All of us felt the suction from Wall Street. One day you would get an email saying, 'We will buy no-doc loans at 95% loan-to-value,' and an old-timer like me had never seen one,' says Mr. Barnes. 'It wasn't long before the no-doc emails said 100%.'"
You don't read many accounts like this of businessmen bashing Wall Street in the business press. Could it all have been stopped? Of course, if there were real regulators and rules protecting consumers and the public interest. And if there was a social movement that championed exonomic justice.
And also, if there were investigative journalists like the ones who just wrote a series on the "debacle" of the "debt bomb" in the Journal - but after the collapse, not before. And what do they admit now? That this is NOT just a subprime problem but far more serious and global.
They note that "credit problems once seen as isolated to a few subprime-mortgage lenders are beginning to propagate across markets and borders in unpredicted ways and degrees. A system designed to distribute and absorb risk might, instead, have bred it, by making it so easy for investors to buy complex securities they didn't fully understand. And the interconnectedness of markets could mean that a sudden change in sentiment by investors in all sorts of markets could destabilize the financial system and hurt economic growth."

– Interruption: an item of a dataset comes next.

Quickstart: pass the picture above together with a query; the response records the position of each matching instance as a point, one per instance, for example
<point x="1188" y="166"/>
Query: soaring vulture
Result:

Will the rest of the media follow up and explain what is really going on?
This is very serious folks, but far too many progressives, activists and politicians alike haven't spoken out about the crime behind this rolling scandal. We should be calling for major debt reform in America, like Bono advocates for Africa. We should demand criminal penalties for the profiteers who started out to enrich themselves and seem to have ended up destroying the very system they misused. We should press the Congress to use its subpoena power to investigate the corporate criminals and their government enablers.
When they propose a bailout, we should demand a "jailout." The Washington Post reports that the US has started a bail out "pumping more than $150 billion into the financial system to keep it operating smoothly." Where is this money coming from? Not from the military budget you can be sure.
Blogger Carolyn Baker writes that we all must become more engaged with these issues saying she is:
"profoundly aware of the role of economic issues-perhaps more than militarism, healthcare, education, politics, or any other institution, in the dead-ahead demise of empire.
I also notice that few in the left-liberal end of the political spectrum have a firm grasp on economic issues which I suspect comes from a fundamental polarization between activism and financial intelligence."
She writes about a book by a conservative named Michael Panzner called "Financial Armageddon" criticizing his analysis as limited, and by extension, many of the left's avoidance of these issues as well.
She writes: "What is most disturbing to me about the book is what appears to be a total lack of perception regarding the role of fraud, theft, and malicious intent in the American and global financial train wreck which has been exacerbating over recent decades."
Indeed! What are we going to do about this? How about starting with becoming more aware?